Problem Statement: Find the Euler Integrating Factor h(y) for a non-linear 1st order ODE for the particular case where we assume hxN=0

Two conditions must be satisfied in order for a nonlinear 1st order ODE to be exact.

The first condition is that $F(x,y,y')=0$  must be in the form $M(x,y)+N(x,y)y'=0$

The second condition is that $M_{y}=N_{x}$ . This example will show how to satisfy the second condition.

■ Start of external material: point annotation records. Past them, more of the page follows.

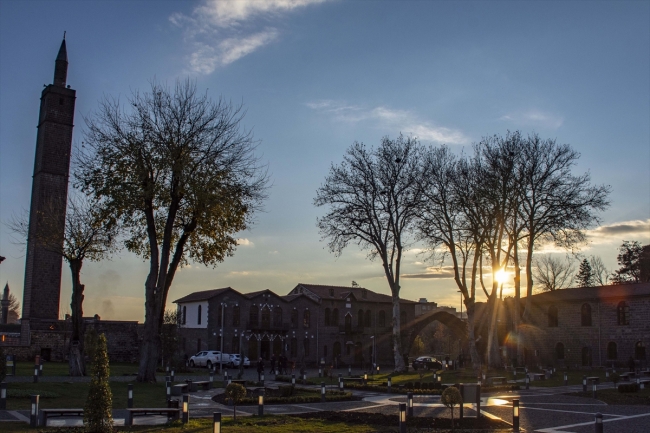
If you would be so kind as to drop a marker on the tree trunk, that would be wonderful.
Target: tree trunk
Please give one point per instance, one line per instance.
(151, 344)
(397, 338)
(76, 360)
(473, 352)
(493, 355)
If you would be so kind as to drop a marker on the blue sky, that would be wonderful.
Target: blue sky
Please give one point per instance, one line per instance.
(316, 76)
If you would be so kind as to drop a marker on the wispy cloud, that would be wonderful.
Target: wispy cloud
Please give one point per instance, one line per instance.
(534, 118)
(620, 231)
(405, 121)
(245, 242)
(220, 32)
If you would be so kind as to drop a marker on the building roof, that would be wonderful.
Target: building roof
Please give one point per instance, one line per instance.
(341, 292)
(203, 295)
(591, 293)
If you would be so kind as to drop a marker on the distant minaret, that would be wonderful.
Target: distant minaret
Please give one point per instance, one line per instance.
(5, 305)
(49, 194)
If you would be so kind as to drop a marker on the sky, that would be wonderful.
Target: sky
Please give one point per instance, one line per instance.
(316, 76)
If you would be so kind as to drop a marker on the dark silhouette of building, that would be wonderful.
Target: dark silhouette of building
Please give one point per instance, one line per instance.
(49, 195)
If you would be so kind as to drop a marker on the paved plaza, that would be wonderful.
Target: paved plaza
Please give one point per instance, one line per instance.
(542, 409)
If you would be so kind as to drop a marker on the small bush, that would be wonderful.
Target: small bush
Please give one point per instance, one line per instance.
(98, 416)
(628, 387)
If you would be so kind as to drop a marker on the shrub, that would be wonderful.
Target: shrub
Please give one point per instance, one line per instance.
(450, 398)
(236, 393)
(98, 416)
(628, 387)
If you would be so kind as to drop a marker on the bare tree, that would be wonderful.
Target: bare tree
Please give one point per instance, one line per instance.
(634, 262)
(90, 233)
(556, 205)
(600, 273)
(374, 197)
(182, 178)
(552, 273)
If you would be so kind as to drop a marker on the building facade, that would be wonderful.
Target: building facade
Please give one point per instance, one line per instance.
(589, 326)
(317, 323)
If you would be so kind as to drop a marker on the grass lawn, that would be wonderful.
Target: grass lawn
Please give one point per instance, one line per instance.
(267, 424)
(73, 395)
(612, 396)
(117, 369)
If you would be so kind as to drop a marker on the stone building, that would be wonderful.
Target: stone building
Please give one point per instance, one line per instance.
(348, 325)
(589, 326)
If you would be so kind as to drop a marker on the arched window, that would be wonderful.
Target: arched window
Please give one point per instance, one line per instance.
(559, 351)
(381, 319)
(623, 313)
(348, 322)
(277, 316)
(585, 315)
(639, 351)
(235, 316)
(336, 350)
(586, 356)
(306, 319)
(612, 351)
(552, 316)
(266, 317)
(294, 318)
(254, 316)
(335, 317)
(294, 347)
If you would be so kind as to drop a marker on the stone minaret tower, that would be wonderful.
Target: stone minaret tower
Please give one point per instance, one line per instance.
(49, 196)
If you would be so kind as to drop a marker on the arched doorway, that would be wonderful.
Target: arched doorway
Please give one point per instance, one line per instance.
(358, 354)
(253, 353)
(266, 347)
(586, 356)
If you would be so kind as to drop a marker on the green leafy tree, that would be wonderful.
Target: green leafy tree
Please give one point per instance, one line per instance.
(634, 262)
(451, 397)
(585, 276)
(236, 393)
(98, 416)
(182, 179)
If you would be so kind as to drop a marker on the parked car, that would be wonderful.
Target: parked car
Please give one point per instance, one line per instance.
(208, 358)
(427, 362)
(235, 360)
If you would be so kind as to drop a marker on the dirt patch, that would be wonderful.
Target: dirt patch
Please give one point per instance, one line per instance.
(376, 419)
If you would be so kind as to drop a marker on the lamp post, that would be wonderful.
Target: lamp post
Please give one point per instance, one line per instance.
(33, 418)
(515, 415)
(186, 408)
(216, 422)
(260, 402)
(599, 423)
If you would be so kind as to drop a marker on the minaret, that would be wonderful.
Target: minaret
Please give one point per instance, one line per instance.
(5, 305)
(49, 196)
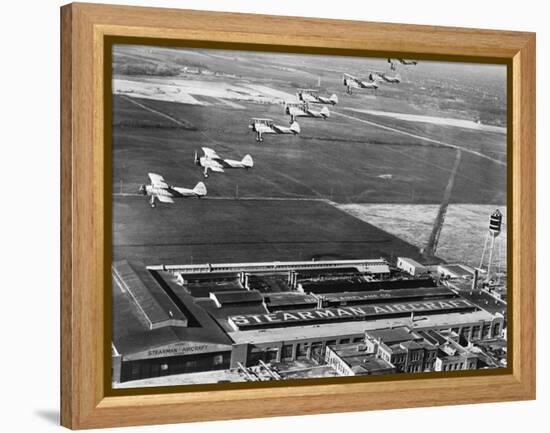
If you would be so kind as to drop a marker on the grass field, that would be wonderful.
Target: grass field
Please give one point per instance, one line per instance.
(162, 118)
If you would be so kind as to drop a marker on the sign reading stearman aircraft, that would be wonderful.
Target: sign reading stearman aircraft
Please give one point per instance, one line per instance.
(178, 349)
(308, 317)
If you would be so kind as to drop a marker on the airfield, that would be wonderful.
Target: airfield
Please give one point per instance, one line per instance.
(288, 206)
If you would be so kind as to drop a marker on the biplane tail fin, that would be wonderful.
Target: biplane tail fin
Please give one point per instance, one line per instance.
(200, 189)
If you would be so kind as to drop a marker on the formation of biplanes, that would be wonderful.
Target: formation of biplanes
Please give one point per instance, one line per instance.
(306, 105)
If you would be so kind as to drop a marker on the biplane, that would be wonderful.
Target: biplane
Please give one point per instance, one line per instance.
(383, 76)
(266, 126)
(159, 190)
(302, 109)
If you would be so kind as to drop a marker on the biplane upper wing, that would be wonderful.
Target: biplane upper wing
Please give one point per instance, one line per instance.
(164, 198)
(210, 153)
(157, 180)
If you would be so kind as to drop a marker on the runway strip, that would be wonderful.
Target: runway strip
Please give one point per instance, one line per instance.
(420, 137)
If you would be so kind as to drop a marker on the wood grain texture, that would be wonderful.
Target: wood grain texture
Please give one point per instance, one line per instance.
(84, 403)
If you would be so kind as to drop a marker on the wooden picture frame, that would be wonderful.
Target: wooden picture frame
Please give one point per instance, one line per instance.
(85, 214)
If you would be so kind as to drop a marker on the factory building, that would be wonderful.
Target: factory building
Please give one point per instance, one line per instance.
(398, 350)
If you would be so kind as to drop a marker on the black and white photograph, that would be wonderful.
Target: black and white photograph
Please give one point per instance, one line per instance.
(281, 216)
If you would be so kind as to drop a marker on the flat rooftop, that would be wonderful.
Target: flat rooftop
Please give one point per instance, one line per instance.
(335, 330)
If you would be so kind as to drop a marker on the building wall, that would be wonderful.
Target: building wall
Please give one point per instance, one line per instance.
(155, 367)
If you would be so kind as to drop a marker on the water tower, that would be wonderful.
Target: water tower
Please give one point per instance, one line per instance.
(490, 246)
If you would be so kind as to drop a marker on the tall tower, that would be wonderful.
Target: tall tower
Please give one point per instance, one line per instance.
(490, 246)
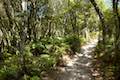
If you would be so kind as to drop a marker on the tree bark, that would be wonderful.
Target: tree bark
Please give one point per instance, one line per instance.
(102, 20)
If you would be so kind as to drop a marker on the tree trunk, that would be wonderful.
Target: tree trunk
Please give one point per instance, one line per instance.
(102, 20)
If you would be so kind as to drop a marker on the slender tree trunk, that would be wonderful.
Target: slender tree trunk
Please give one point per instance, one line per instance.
(102, 20)
(117, 39)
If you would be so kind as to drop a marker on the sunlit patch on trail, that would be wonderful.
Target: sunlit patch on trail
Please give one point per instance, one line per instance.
(80, 66)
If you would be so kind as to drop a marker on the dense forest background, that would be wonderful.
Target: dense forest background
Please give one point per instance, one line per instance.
(36, 34)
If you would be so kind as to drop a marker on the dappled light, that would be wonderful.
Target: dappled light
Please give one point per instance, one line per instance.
(59, 39)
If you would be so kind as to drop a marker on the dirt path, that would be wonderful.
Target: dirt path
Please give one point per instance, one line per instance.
(79, 67)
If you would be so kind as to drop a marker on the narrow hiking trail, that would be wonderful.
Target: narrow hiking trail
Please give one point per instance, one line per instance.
(79, 67)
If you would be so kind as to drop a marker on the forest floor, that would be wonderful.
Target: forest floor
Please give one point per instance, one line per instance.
(79, 67)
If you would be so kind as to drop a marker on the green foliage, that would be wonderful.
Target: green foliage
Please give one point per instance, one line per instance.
(74, 42)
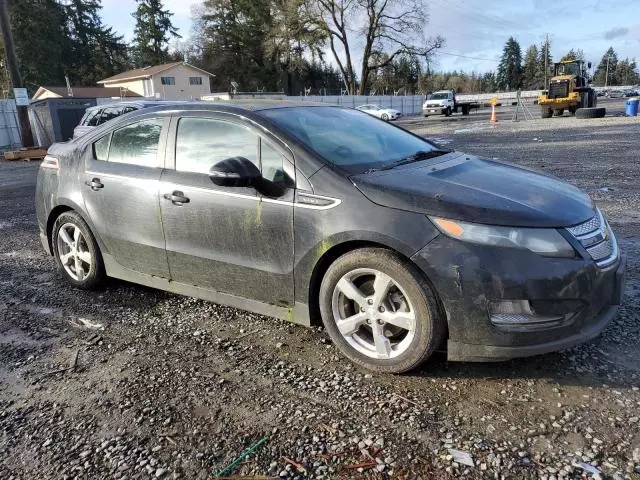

Start with equation $M(x,y)+N(x,y)y'=0$  which already satisfies the first condition.

If we assume the equation is not exact we can multiply it by an unkown factor $h(x,y)$  (Euler Integrating Factor) to attempt to find a factor that will make the equation exact.

The equation becomes:

$h(x,y)[M(x,y)dx+N(x,y)dy]=0$

$(hM)dx+(hN)dy=0,where\ hM={\overline {M}},and\ hN={\overline {N}}$

${\overline {M}}_{y}=(hM)_{y}=h_{y}M+hM_{y}$

${\overline {N}}_{x}=(hN)_{y}=h_{x}N+hN_{x}$

Set ${\overline {M}}_{y}={\overline {N}}_{x}$  and rearrange,

$h_{x}N-h_{y}M+h(N_{x}-M_{y})=0$

To solve for $h_{y}$  we will let $h_{x}N=0$  which implies that $h_{x}=0$  since $M\neq 0$

$-h_{y}M+h(N_{x}-M_{y})=0$ , rearrage terms

${h_{y} \over h}dy={1 \over M}(N_{x}-M_{y})$  take the integral of both sides,

$\int {h_{y} \over h}dy=\int {1 \over M}(N_{x}-M_{y})dy$

If the right hand side of the integral is only a function of y then it can be written as $g(y)$

${1 \over M}(N_{x}-M_{y})=g(y)$

$ln\mid h\mid =\int g(y)dy$

$h(y)=exp\int _{}^{y}g(s)ds$

You have lost a negative sign in your expression for $g(y)$ --Egm6321.f09.TA 02:38, 28 September 2009 (UTC)

## Problem 2

Problem Statement: Given the Non-homogeneous linear 1st order ODE with VC $y'+{1 \over x}y=x^{2}$  show the steps to obtain $y={x^{3} \over 4}+{C \over x}$  where C=Const.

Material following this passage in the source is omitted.